I needed stitches. I knew it. I called all my close friends trying to get someone who could take me to the hospital. It was my sister’s birthday. She could have taken me but she’d been dealing with hospitals for almost a month and was at a manicure appointment and I didn’t want to punctuate her birthday with a visit to the emergency room. My good friend Lisa took me. The emergency doc debated on giving me traditional stitches and gluing and taping me up.
Like a bad craft project I was glued and taped back together. Later that evening the cut kept bleeding through the tape as you can see.
A day or two later if I flexed my hand at all it would start bleeding. I have never gotten real stitches in my life. I wish they had given them to me this time. This injury hurt like having my whole knuckle ripped out and replaced. The cut was at least 1/4″ deep, circling my knuckle, and the knuckle itself has been in pain ever since.

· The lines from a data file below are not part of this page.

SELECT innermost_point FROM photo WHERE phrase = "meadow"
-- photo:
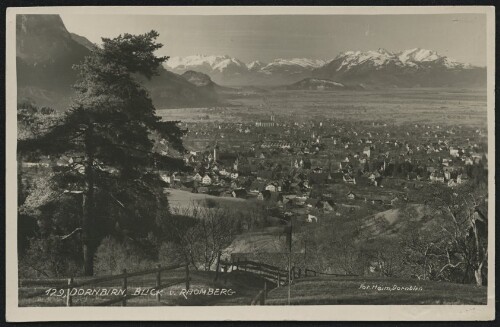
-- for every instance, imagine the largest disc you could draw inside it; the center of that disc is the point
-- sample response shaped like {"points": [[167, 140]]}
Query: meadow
{"points": [[392, 106]]}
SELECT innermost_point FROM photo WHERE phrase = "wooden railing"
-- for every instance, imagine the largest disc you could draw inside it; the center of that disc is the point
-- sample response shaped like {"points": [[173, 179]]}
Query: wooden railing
{"points": [[271, 273], [71, 284]]}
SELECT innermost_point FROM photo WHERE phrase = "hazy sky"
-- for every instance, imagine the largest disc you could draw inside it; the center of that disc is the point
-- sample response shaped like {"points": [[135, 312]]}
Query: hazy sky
{"points": [[458, 36]]}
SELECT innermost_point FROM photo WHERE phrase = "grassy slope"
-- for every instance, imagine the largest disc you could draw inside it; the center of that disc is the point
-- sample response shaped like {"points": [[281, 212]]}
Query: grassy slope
{"points": [[245, 285], [346, 290]]}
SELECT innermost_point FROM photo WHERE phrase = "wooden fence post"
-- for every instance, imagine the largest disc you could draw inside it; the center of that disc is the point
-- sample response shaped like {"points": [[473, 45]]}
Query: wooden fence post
{"points": [[69, 300], [124, 288], [158, 283], [187, 276], [264, 295]]}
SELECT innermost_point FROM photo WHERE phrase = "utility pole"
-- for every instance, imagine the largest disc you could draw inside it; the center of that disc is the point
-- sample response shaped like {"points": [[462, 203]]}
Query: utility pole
{"points": [[290, 260]]}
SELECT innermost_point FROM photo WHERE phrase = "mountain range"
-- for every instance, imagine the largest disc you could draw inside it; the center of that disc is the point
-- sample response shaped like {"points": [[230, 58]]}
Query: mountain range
{"points": [[46, 53], [370, 69]]}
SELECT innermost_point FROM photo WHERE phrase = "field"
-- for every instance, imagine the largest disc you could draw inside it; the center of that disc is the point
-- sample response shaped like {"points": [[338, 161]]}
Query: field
{"points": [[244, 287], [360, 290], [325, 290], [394, 106], [180, 200]]}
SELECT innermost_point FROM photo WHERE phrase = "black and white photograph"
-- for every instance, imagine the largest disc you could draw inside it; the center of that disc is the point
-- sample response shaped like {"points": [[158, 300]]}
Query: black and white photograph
{"points": [[299, 158]]}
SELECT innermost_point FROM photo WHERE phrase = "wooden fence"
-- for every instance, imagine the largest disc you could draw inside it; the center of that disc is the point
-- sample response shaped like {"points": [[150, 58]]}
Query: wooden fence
{"points": [[72, 284], [271, 273]]}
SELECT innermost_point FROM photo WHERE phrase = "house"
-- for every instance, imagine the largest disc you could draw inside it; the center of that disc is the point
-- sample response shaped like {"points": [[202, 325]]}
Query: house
{"points": [[312, 203], [326, 205], [349, 179], [367, 151], [461, 178], [202, 189], [320, 178], [310, 218], [437, 177], [197, 177], [206, 180], [454, 152], [239, 193], [165, 177], [272, 187]]}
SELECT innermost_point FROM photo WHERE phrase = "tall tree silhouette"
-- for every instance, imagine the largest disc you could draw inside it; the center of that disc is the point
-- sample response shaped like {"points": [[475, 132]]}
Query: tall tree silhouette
{"points": [[110, 133]]}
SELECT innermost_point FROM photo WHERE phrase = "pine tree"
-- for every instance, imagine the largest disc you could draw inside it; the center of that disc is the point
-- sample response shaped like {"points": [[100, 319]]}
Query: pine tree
{"points": [[109, 132]]}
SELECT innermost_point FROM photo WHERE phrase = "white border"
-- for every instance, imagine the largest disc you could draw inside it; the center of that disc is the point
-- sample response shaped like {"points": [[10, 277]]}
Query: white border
{"points": [[312, 313]]}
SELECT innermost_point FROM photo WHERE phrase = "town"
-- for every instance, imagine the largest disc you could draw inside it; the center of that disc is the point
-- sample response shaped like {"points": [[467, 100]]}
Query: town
{"points": [[324, 165]]}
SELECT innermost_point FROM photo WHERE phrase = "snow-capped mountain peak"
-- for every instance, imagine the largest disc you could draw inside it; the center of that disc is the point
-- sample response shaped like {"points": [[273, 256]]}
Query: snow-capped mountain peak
{"points": [[256, 65], [197, 60], [418, 55], [303, 62]]}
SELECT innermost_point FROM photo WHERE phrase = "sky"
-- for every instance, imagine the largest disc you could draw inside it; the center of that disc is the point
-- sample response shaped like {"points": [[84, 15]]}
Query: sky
{"points": [[266, 37]]}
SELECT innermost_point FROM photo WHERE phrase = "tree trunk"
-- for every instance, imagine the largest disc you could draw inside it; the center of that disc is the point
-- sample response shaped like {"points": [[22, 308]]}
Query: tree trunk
{"points": [[479, 276], [88, 209], [217, 266]]}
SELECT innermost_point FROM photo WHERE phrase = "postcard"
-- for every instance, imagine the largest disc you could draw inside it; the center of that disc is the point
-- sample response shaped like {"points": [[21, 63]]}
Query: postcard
{"points": [[250, 163]]}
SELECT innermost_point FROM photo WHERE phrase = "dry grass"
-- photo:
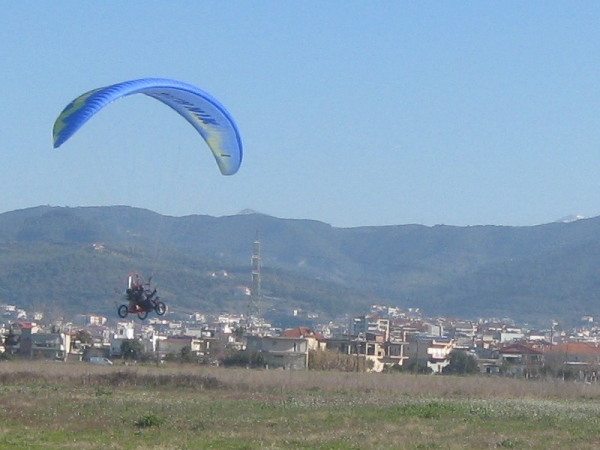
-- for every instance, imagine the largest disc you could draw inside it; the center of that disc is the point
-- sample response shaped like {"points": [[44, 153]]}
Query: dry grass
{"points": [[56, 405]]}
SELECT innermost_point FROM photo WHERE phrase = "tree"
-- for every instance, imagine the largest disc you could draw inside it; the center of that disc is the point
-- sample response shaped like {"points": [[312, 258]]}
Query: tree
{"points": [[461, 363], [132, 349]]}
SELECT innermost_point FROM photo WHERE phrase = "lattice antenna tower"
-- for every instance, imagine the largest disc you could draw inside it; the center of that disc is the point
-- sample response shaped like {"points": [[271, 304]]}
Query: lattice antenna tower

I am going to share the next set of pictures as soon as I process them. Why do people publish gory crap like this? What motivates people to share the gaggy shit that happens to them? Because it’s part of the human story. Mine and yours. All of ours. We’re used to noticing that shit happens but this is personal journalism and you know who cares about it? The future. This is the modern diary with vivid graphics. Can you imagine how amazing and informative the history books would be if they were illustrated with photographs of the plague and fashion trends from the 1200’s or from biblical times?
Everything as we know it would be shaken down.
I think I’ve always been an anthropologist at heart. I want to know how people live, what makes them tick, what they eat, how they clean their teeth, how they bury their dead, and what they worship. I want to know what they grow, how they fight, what they want, what they struggle with, how they bathe, how they adorn themselves. The only difference between me and anthropologists is that they usually study the habits of dead people and I study both the living and the dead.
What condition were Jesus’ teeth in when he died? Have you never wondered about that? Don’t you want to know what it was like to have a bone set in the 1920’s in Egypt? What did the bread actually taste like 2,000 years ago? Did it taste like ass?
It’s no wonder, then, why social media is like daily bread to me. Why photography is a deep fascination for me. Both mine and yours. What you see, what you want to capture in your lens, it matters to me. It is of extreme interest to me. What you eat for lunch, what you wish you were eating for lunch tells me things about you that no formal conversation can ever reveal. I want to know who you love and what made you love them. I want to know what is reflected in your cornea as you take in the light and the weather and the roiling life undulating around you. You are no more static than I am. No matter what your life is – no matter if it seems mundane and “normal” and the same all the time – it’s NOT.
The details always matter though most people think they don’t. Most people think no one cares about their idle thoughts, their funky inappropriate questions, their macabre humor. People suppress so much because they don’t value it themselves. Because they don’t want to know what anyone else ate for lunch no one could possibly want to know what they ate for lunch. People always think the interest is in the big stories of their lives but the big stories inevitably can be predicted by the minutiae.
As above, so below.
There are seven billion people on this planet.
We’re all part of a human collective.
Either every one of us matters or none of us do.
It’s my personal belief that we all matter.